Afraid to apply a tourniquet? You can do it!
U.S. Army Lieutenant Colonel David P. Diamond was resting near the finish line of the 2013 Boston Marathon when the first bomb went off. Without hesitation, he ran toward the explosion to offer help, arriving just as the second device exploded only meters from him.
According to the U.S. Army News Service, Diamond, a special operations soldier with emergency medical technician training, triaged the injured and identified 18 individuals with amputations after the Boston Marathon bombing. On September 27, 2016, Diamond received the Soldiers Medal for his heroism.
Even though Diamond is trained in giving first aid in combat, he had to use whatever he could to stop the bleeding in victims on that day in April 2013.
“We didn’t have a robust supply of medical gear, so I went into the sporting goods store and grabbed some packing material like T-shirts and socks and belts for tourniquets,” Diamond said in the article. He applied a flex cuff as a tourniquet to his first victim’s leg. Diamond’s next victim required two tourniquets to help stop the bleeding because both of his legs were amputated near the knees by the blast.
You never know when you, too, may be faced with saving the life with a tourniquet, and Falmouth Hospital surgeon Peter S. Hopewood, MD, and his colleagues want to raise awareness for these and other bleeding control techniques. A tourniquet is anything that stops the flow of blood.
“Sadly, active shooter events have now taken place in at least 40 states,” said Dr. Hopewood. “I’m happy that the American College of Surgeons and other medical societies are now resolving to train more people in bleeding control techniques. We have to increase awareness for the national Stop the Bleed initiative and see that bleeding control kits become commonplace because people are dying due to unnecessary blood loss. If you stop the bleeding, you can save a life. It’s that simple.”

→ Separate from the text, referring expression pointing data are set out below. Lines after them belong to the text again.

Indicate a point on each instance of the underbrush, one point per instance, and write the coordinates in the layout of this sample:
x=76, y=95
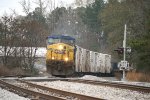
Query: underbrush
x=138, y=76
x=4, y=71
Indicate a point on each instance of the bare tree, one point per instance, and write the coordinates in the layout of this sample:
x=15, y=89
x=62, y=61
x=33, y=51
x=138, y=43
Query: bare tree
x=26, y=5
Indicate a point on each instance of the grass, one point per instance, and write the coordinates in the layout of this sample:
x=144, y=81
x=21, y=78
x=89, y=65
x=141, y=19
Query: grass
x=4, y=71
x=138, y=76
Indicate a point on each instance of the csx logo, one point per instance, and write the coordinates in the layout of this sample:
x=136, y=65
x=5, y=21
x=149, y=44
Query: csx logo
x=59, y=51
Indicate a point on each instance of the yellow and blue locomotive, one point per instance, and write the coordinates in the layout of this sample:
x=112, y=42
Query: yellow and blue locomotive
x=60, y=56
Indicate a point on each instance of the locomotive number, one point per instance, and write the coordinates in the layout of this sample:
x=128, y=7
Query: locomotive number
x=60, y=51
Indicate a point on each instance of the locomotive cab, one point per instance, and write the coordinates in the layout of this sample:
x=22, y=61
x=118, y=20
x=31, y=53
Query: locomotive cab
x=60, y=55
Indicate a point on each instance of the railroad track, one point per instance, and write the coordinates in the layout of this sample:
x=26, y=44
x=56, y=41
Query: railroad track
x=45, y=93
x=113, y=84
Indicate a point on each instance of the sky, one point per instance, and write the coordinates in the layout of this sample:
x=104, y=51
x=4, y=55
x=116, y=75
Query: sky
x=7, y=6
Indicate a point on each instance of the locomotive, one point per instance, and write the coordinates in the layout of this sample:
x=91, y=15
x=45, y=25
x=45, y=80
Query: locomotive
x=64, y=58
x=60, y=56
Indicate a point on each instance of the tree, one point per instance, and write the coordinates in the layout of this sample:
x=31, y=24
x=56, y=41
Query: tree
x=135, y=14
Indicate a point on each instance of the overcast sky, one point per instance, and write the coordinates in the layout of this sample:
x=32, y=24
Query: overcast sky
x=7, y=5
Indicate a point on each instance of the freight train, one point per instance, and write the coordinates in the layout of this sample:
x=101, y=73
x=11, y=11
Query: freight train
x=63, y=57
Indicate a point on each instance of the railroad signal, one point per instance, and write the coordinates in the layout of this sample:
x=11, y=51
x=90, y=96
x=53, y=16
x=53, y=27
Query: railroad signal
x=119, y=50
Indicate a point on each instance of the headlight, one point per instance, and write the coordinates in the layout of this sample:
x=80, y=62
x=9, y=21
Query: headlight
x=60, y=47
x=53, y=58
x=66, y=59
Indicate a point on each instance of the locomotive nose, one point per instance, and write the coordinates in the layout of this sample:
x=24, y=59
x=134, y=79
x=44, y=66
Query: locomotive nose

The Stop the Bleed initiative is a campaign launched by the White House to empower bystanders to act as immediate responders. The campaign is the culmination of a year-long collaboration with American College of Surgeons, American Heart Association, National Association of Emergency Medical Technicians, and others to raise awareness around this issue.
Dr. Hopewood urges people to act quickly if they come upon someone who has been injured.
“You don’t have to have a proper medical device,” he stressed.
You can improvise by using a belt, scarf, tie, rope, even a bungee cord, and should take these simple steps:
- Tie something above the wound (between the torso and the wound), wrap it around the limb and tighten it up.
- You can also use manual compression over the wound to help prevent blood loss. Use a cloth or your hand and push hard on the wound with firm, steady pressure to stop the bleeding.
Tourniquets can be used to help bleeding victims after car or playground accidents, knife wounds and many other injuries.
“Remember,” Dr. Hopewood said, “Don’t wait for actual tourniquets, which are now being included with many first aid kits. Use what you have without hesitation.”